Il Guardian racconta il boom della background music… perché senza ‘sottofondo musicale’ non sappiamo stare

Anche se molti degli addetti ai lavori non amano il termine, la background music, secondo il quotidiano britannico Guardian, è in boom. Per questo la testata, una delle più cool e quindi delle più influenti del pianeta, dedica alla faccenda un lungo e divertente articolo scritto da  Jake Hulyer.

Si parte dalla Muzak,  nata negli anni ’20, di cui l’autore racconta la storia in modo piuttosto preciso, e si arriva ad oggi, sempre o quasi sottolineando che chi utilizza la musica nel marketing in qualche modo sfrutti l’arte.
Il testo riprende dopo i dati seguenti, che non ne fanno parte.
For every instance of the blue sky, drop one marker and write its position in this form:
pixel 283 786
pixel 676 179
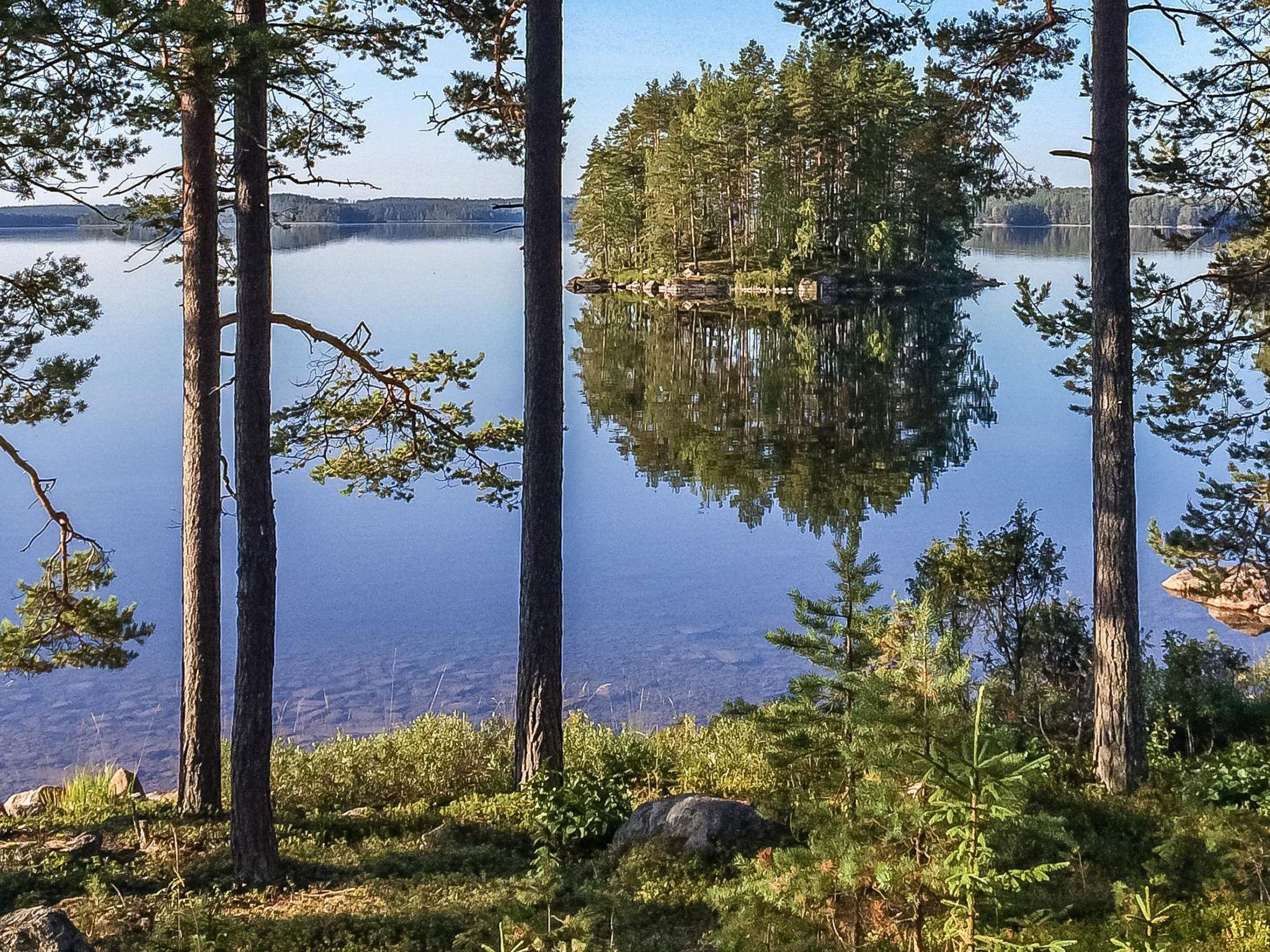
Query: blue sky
pixel 613 48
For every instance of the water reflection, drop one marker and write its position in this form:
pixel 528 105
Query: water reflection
pixel 827 413
pixel 1061 240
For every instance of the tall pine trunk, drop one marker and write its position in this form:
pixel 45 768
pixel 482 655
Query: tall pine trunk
pixel 539 692
pixel 200 771
pixel 252 837
pixel 1119 720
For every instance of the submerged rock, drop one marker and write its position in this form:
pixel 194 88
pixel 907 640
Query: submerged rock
pixel 41 930
pixel 700 824
pixel 590 286
pixel 1240 598
pixel 33 803
pixel 696 287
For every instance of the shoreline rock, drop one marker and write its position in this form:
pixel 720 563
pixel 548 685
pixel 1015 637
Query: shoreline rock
pixel 1240 598
pixel 41 930
pixel 700 824
pixel 32 803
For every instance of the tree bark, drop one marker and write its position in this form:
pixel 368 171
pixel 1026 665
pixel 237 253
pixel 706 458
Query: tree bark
pixel 539 692
pixel 1119 719
pixel 200 771
pixel 252 837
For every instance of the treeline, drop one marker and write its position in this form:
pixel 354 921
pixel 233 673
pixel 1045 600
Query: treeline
pixel 1071 206
pixel 298 208
pixel 384 211
pixel 827 161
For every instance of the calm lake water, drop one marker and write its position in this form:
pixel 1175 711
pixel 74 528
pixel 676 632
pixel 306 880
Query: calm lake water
pixel 710 459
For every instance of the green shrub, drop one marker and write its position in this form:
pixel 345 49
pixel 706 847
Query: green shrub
pixel 504 811
pixel 436 759
pixel 579 810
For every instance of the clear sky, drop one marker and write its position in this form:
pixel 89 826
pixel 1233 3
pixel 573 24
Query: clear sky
pixel 613 48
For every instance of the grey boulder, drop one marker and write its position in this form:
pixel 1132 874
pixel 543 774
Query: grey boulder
pixel 41 930
pixel 33 803
pixel 700 824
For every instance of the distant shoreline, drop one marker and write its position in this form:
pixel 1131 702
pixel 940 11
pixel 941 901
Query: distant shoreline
pixel 1078 225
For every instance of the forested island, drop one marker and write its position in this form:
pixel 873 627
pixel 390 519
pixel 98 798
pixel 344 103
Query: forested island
pixel 827 163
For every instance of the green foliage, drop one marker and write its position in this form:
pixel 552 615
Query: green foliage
pixel 63 624
pixel 380 430
pixel 745 405
pixel 1238 777
pixel 579 809
pixel 751 164
pixel 1147 918
pixel 1071 206
pixel 1202 696
pixel 1002 592
pixel 432 760
pixel 974 791
pixel 88 795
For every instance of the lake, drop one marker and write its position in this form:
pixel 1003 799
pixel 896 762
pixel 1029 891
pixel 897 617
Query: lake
pixel 710 459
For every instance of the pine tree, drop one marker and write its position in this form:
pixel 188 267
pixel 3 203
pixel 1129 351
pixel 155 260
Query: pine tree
pixel 539 685
pixel 63 94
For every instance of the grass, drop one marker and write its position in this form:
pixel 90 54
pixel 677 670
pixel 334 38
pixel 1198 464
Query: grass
pixel 447 861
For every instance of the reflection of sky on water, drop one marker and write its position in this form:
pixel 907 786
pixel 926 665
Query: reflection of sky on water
pixel 388 610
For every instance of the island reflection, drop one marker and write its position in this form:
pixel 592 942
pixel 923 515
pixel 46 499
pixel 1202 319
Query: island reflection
pixel 825 413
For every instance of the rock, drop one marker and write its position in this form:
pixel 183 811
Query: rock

E’ un punto di vista senz’altro molto diffuso tra chi ama la musica, magari suona qualcosa per diletto, e ha una professione ‘intellettuale’.

Chi invece è una star musicale o lavora nel settore, ovviamente, sta molto più con i piedi per terra e sa l’ovvio: oggi che i dischi non si vendono più, oggi la musica in streaming produce utili solo in parte paragonabili all’industria del supporto fisico… l’industria della musica (accidenti, è una industria) ha bisogno dei solidi che pagano i brand che questa musica la usano per metterla in sottofondo… ma si sa, è sempre difficile parlare di soldi e di musica nella stessa frase.

Durante una lunga introduzione il giornalista sembra quasi stupito dal fatto che ci siano ormai da decine di anni agenzie specializzate in music branding, realtà che si occupano di sonorizzare catene di ristoranti, hotel, abbigliamento. Hulyer ha pure partecipato a qualche meeting tra agenzia e cliente rimanendo stupito dal fatto che si usi spesso la parola autenticità… in effetti ha ragione. E’ un parolone. Ma parlare di sintonia tra brand, luogo e musica è davvero così d’avanguardia? Evidentemente no, visto che tutte  o quasi le grandi catene del pianeta, non solo quelle di lusso, arredano i loro spazi anche musicalmente.

Non poteva mancare la domanda fatale: ma la musica serve a vendere di più? La risposta, accidenti, non è “SI! Sempre! Fa vendere di più, intorno al 17% di sera, il 21 a mezzogiorno e il 33% dalle 8 alle 9 del mattino” (chiaramente sto scherzando). Ci sarebbero prove evidenti che la musica giusta, quella che non dà fastidio fa si che si rimanga più tempo in uno shop e quindi, probabilmente, si compri di più. Ma bisogna sempre dare risposte precise: si o no, sennò il concetto non è chiaro…

Tono a parte, è una lettura davvero interessante, anche da un punto di vista storico. Infatti Hulyer intervista tanti professionisti della business music e cerca di spiegare come funziona il rapporto tra cliente e music provider. Protagonista dell’articolo è Rob Wood di Music Concierge, un ex giornalista e dj che spiega che in fondo continua a fare più o meno lo stesso lavoro: far ascoltare bella musica a tanta gente.

“Lo streaming ha trasformato tutti in esperti di musica”, spiega Wood concludendo… ma ovviamente non è affatto vero. Chiunque di noi, per esperto che sia, ha sempre bisogno di qualcuno che ne sa più di lui se vuol godere davvero di un’esperienza musicale. Per questo chi fornisce come i soci di AMP servizi musicali oggi è in boom e lo sarà ancora a lungo se riuscirà a far valere la propria competenza nella selezione musicale e non solo nella tecnologia e nella gestione dei diritti.